Accuracy suffers for the smaller model a little bit, but hopefully we are going to have a more general model that does not overfit.

# Incorporating transforms into a GAM


The advantage of a GAM is that we can specify various transforms within the predictor set, such as poly(), log(), and s()--which is a loess-style smoothing function.  s(variable,n) will permit a smoothing function with 4 degrees of freedom--sort of a polynomial of the 4th order.  Let's try this with two of the strongest predictors. We will add a 4th-order smoothed function of age, and a polynomial of phone-as-status, and a smoothed function of SES, which we might suspect could be non-linear.

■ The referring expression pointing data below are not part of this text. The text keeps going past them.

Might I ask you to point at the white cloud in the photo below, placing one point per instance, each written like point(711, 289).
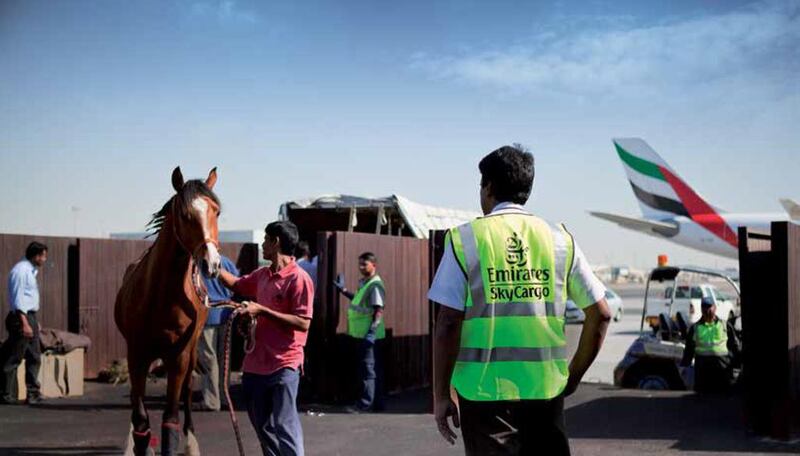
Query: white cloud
point(759, 44)
point(224, 11)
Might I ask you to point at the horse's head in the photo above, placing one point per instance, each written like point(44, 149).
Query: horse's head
point(195, 209)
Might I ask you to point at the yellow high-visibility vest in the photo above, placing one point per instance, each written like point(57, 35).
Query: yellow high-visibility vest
point(512, 340)
point(360, 313)
point(711, 339)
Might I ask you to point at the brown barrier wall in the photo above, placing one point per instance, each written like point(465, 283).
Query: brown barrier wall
point(52, 278)
point(79, 284)
point(403, 265)
point(770, 271)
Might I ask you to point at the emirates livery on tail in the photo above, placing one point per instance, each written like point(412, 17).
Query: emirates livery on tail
point(673, 210)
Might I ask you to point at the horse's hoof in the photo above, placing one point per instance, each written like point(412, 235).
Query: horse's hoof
point(170, 440)
point(129, 444)
point(191, 447)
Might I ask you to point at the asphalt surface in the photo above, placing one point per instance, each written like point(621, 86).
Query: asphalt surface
point(601, 419)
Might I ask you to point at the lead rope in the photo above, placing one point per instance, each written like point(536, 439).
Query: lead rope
point(226, 373)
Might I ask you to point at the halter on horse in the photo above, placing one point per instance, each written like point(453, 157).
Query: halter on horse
point(161, 307)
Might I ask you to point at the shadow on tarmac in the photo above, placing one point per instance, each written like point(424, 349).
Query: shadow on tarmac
point(42, 451)
point(694, 422)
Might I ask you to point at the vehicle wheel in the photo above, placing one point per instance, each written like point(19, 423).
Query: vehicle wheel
point(652, 375)
point(653, 382)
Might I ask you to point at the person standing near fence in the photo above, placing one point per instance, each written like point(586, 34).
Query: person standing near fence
point(23, 326)
point(365, 324)
point(211, 343)
point(713, 344)
point(502, 286)
point(283, 304)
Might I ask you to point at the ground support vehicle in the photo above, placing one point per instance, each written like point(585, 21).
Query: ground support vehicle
point(653, 359)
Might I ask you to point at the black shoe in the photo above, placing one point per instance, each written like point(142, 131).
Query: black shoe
point(9, 401)
point(200, 407)
point(355, 410)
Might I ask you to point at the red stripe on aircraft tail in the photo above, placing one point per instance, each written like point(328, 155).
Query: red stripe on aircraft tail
point(700, 212)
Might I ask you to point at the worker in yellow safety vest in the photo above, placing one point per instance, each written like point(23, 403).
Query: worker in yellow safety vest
point(365, 325)
point(714, 345)
point(502, 288)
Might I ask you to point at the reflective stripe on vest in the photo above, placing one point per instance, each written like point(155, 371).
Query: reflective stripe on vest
point(512, 339)
point(360, 313)
point(711, 339)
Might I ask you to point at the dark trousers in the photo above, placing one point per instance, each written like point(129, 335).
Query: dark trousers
point(712, 374)
point(16, 348)
point(210, 363)
point(272, 407)
point(370, 372)
point(533, 427)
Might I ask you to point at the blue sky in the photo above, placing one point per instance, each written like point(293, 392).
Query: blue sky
point(100, 100)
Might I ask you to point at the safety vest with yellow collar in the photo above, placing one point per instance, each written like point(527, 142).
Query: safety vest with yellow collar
point(360, 313)
point(711, 339)
point(513, 345)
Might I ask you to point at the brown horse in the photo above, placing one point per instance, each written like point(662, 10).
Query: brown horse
point(161, 307)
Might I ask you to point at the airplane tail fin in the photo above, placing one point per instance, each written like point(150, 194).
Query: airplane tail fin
point(657, 187)
point(792, 208)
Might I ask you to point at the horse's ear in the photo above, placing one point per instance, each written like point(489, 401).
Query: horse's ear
point(177, 179)
point(212, 178)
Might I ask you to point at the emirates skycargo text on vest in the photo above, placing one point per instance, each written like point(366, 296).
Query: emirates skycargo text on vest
point(513, 284)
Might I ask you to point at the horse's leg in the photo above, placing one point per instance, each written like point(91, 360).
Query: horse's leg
point(140, 422)
point(177, 369)
point(192, 448)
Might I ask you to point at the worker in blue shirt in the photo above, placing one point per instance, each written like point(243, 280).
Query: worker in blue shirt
point(23, 326)
point(210, 347)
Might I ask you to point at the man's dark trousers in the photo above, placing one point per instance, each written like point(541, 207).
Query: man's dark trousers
point(371, 374)
point(16, 348)
point(531, 427)
point(272, 407)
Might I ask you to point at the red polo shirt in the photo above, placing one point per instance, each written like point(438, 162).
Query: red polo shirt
point(288, 291)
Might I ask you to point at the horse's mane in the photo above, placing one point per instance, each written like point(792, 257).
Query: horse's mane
point(191, 190)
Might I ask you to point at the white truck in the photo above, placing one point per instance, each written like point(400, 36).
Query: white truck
point(653, 359)
point(686, 299)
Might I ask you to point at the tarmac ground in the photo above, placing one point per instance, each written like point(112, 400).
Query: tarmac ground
point(601, 419)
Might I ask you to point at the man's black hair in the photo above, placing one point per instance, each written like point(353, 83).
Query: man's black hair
point(368, 256)
point(287, 233)
point(302, 250)
point(510, 170)
point(34, 249)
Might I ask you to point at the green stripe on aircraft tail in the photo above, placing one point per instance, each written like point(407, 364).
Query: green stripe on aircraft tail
point(640, 165)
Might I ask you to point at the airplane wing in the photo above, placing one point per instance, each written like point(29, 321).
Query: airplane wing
point(792, 208)
point(643, 225)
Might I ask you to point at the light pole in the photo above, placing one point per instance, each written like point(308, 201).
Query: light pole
point(74, 210)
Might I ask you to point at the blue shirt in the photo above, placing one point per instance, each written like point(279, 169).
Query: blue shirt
point(23, 291)
point(218, 292)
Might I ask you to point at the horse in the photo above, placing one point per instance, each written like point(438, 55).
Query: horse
point(161, 308)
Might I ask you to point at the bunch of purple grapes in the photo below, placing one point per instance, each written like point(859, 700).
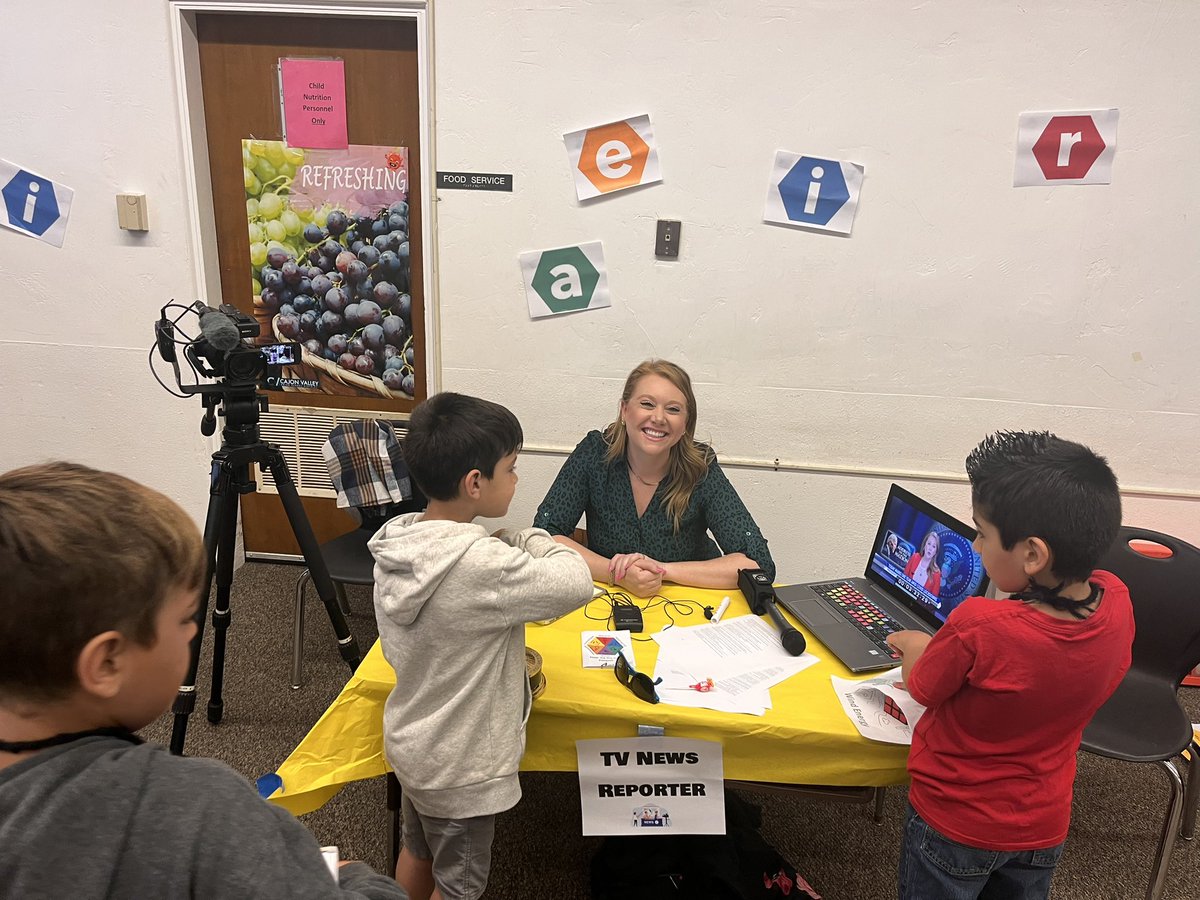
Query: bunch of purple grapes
point(346, 299)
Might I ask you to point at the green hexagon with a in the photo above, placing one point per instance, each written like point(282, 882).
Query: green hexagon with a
point(565, 280)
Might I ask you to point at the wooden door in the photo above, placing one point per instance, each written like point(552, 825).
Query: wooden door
point(239, 57)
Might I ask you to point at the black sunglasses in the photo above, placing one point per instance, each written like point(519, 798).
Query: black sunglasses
point(639, 683)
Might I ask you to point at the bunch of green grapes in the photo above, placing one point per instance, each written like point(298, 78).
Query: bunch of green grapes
point(337, 282)
point(268, 168)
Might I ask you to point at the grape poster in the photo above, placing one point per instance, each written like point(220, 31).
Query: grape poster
point(329, 263)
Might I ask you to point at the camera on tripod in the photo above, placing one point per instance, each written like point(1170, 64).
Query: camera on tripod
point(221, 352)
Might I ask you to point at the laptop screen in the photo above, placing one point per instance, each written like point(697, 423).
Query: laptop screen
point(923, 557)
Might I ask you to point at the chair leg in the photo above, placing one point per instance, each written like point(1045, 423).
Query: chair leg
point(393, 819)
point(1192, 792)
point(879, 805)
point(1170, 829)
point(298, 634)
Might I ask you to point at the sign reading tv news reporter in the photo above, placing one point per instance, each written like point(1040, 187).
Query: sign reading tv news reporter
point(652, 786)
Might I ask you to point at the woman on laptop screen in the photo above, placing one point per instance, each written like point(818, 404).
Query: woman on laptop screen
point(653, 495)
point(923, 567)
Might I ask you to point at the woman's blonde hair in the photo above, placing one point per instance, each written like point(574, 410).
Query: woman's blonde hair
point(689, 459)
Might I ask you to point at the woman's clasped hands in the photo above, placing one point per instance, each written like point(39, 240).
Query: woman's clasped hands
point(637, 574)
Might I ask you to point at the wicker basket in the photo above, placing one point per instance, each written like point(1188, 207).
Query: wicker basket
point(533, 670)
point(339, 382)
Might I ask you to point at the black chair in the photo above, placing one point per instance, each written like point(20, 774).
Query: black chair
point(349, 562)
point(1144, 721)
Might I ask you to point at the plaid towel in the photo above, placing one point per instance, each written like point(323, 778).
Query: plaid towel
point(366, 465)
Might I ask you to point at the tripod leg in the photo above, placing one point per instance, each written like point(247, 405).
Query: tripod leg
point(226, 551)
point(185, 701)
point(303, 531)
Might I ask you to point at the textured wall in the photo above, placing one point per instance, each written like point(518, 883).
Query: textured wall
point(958, 306)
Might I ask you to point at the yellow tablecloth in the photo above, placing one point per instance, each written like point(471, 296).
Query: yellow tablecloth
point(804, 739)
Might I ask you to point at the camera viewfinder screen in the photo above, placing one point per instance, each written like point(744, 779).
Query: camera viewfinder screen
point(281, 354)
point(925, 557)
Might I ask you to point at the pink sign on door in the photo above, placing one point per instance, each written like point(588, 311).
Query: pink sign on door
point(313, 93)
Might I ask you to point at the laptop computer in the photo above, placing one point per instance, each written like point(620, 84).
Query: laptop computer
point(921, 567)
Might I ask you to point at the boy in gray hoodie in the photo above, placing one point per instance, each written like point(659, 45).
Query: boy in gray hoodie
point(453, 603)
point(101, 580)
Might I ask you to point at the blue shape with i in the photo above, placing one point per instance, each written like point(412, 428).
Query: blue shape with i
point(814, 190)
point(30, 203)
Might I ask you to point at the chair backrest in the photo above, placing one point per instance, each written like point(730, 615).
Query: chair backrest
point(1165, 594)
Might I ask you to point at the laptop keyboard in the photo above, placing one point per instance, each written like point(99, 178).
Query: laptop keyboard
point(861, 612)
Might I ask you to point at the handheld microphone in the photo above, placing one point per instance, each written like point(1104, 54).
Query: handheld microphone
point(760, 594)
point(792, 640)
point(219, 329)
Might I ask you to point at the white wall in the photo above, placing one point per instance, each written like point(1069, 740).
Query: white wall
point(959, 305)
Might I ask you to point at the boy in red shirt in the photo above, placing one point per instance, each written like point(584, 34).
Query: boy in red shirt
point(1011, 684)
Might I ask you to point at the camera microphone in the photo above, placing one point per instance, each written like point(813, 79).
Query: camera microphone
point(219, 329)
point(792, 640)
point(756, 588)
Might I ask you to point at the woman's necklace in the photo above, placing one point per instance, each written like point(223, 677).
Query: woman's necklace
point(648, 484)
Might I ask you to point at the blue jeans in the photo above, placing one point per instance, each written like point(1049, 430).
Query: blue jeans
point(935, 868)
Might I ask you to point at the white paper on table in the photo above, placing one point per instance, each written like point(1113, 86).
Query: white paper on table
point(676, 689)
point(731, 647)
point(743, 658)
point(865, 705)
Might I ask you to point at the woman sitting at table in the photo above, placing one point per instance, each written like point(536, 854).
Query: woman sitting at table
point(922, 567)
point(652, 495)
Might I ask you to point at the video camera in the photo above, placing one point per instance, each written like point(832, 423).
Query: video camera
point(222, 352)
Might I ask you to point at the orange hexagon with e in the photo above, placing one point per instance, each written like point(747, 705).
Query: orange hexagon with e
point(613, 156)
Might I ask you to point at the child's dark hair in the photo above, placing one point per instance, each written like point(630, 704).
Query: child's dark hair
point(449, 435)
point(83, 552)
point(1037, 485)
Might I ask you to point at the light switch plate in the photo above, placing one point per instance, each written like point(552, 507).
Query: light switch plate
point(131, 211)
point(666, 244)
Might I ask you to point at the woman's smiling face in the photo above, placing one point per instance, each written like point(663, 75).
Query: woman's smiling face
point(655, 415)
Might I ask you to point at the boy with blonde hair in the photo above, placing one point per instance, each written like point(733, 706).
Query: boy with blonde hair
point(100, 581)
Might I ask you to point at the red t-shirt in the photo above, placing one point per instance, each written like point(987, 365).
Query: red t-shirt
point(1009, 690)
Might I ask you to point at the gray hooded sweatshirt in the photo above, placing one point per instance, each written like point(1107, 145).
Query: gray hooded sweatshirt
point(101, 817)
point(451, 604)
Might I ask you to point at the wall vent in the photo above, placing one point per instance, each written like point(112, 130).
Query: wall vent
point(300, 433)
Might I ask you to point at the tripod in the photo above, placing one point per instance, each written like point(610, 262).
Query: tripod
point(240, 447)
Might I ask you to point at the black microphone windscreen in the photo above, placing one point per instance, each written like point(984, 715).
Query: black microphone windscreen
point(793, 642)
point(220, 330)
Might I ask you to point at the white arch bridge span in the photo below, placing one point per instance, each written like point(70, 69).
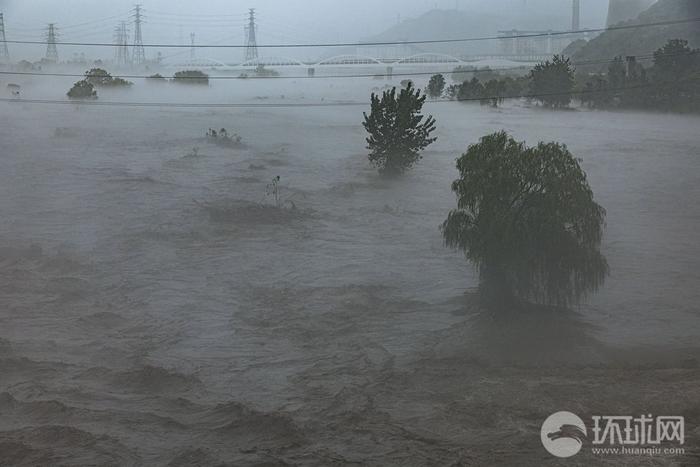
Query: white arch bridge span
point(364, 60)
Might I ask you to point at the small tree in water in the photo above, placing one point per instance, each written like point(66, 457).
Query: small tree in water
point(82, 90)
point(527, 219)
point(397, 130)
point(436, 86)
point(553, 82)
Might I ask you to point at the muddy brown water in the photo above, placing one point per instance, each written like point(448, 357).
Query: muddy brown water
point(154, 310)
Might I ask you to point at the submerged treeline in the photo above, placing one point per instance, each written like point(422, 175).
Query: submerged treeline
point(671, 83)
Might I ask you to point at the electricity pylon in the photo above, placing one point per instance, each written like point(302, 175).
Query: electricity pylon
point(139, 51)
point(4, 51)
point(121, 40)
point(251, 44)
point(51, 49)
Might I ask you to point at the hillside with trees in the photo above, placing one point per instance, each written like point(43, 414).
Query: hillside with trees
point(642, 41)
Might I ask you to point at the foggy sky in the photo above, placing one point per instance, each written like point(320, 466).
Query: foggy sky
point(280, 21)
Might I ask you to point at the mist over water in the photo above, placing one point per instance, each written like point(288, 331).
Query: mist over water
point(149, 296)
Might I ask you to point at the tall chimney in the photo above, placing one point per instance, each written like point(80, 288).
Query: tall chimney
point(625, 10)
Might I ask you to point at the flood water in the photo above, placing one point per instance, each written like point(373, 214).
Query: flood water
point(155, 310)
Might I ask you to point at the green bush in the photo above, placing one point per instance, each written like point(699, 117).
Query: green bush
point(191, 77)
point(82, 90)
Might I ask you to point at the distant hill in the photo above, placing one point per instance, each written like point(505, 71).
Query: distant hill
point(484, 21)
point(643, 41)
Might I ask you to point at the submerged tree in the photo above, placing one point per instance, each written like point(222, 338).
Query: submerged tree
point(436, 86)
point(397, 130)
point(527, 219)
point(82, 90)
point(191, 77)
point(552, 83)
point(101, 78)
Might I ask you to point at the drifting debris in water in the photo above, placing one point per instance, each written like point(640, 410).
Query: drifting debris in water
point(223, 138)
point(15, 90)
point(273, 189)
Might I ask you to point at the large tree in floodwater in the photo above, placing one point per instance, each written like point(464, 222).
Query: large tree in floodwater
point(527, 219)
point(398, 132)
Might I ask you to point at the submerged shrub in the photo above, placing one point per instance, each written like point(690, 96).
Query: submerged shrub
point(82, 90)
point(191, 77)
point(398, 132)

```{r,fig.width=10,fig.height=8}

model3 <- gam(phone~s(Age,4)+
                Honesty.Humility+Extraversion+Emotionality+
                Avoidance.Similarity+poly(Phone.as.status.object,4)+
                s(Social.Economic.Status,5),
              data=values,family="binomial",trace=T)
confusion(predict(model3)>0,iphone$Smartphone)

par(mfrow=c(2,2))
plot(model3,se=TRUE)
summary(model3)
anova(model2,  model3) ##this compares the two models

```
We can see the linear and non-linear effects of age separately.  By adding some  transformed variables, it looks like we improve the fit somewhat. Furthermore, we can see the relationships between the input variables and the output as the impact the prediction through the transform. Notice that age seems to have two 'humps': one around age 20 and one around age 50. This sort of tells us that age impacts iphone ownership such that younger people buy them for status, and older people buy them maybe because they have more money or they feel they are better/simpler, and the 25-40 are stuck in a too-poor-and-don't-care zone. 


The explicit model comparison with ANOVA is possible because we have specified nested models. Here, the more complex model is significantly better--this is saying the additional transforms are worth it.


# Stepwise variable and transform selection

We can use a special step function to explore tradeoffs of different transforms.  The scope list gives all the possible transforms to consider, and it picks the version or versions of each transform that is the best.


```{r,fig.width=10,fig.height=8}
step.model <- step.Gam(model3,
                       scope=list("Age"=~1+Age+s(Age,1)+s(Age,2)+s(Age,3) + log(Age),
                                  "Phone.as.status.object"=~1+s(Phone.as.status.object) 
                                                            +s(Phone.as.status.object,3)+log(Phone.as.status.object),
                                  "Social.Economic.Status"=~1+s(Social.Economic.Status,3)),
                       direction="both",
                       trace=T
                       )
print(step.model)
summary(step.model)

par(mfrow=c(2,2))
plot(step.model,se=TRUE)
confusion(predict(step.model)>0,iphone$Smartphone)

```

Notice the ANOVA separates out the parametric and non-parametric predictors because they need to be tested differently.  Overall, the prediction accuracy doesn't change much by including these higher-order transforms, but it tells us something about the relationship that may be informative. If we find non-linearities, it can reveal important things about the causal relationship that we would never see if we  just assumed all relationships are linear.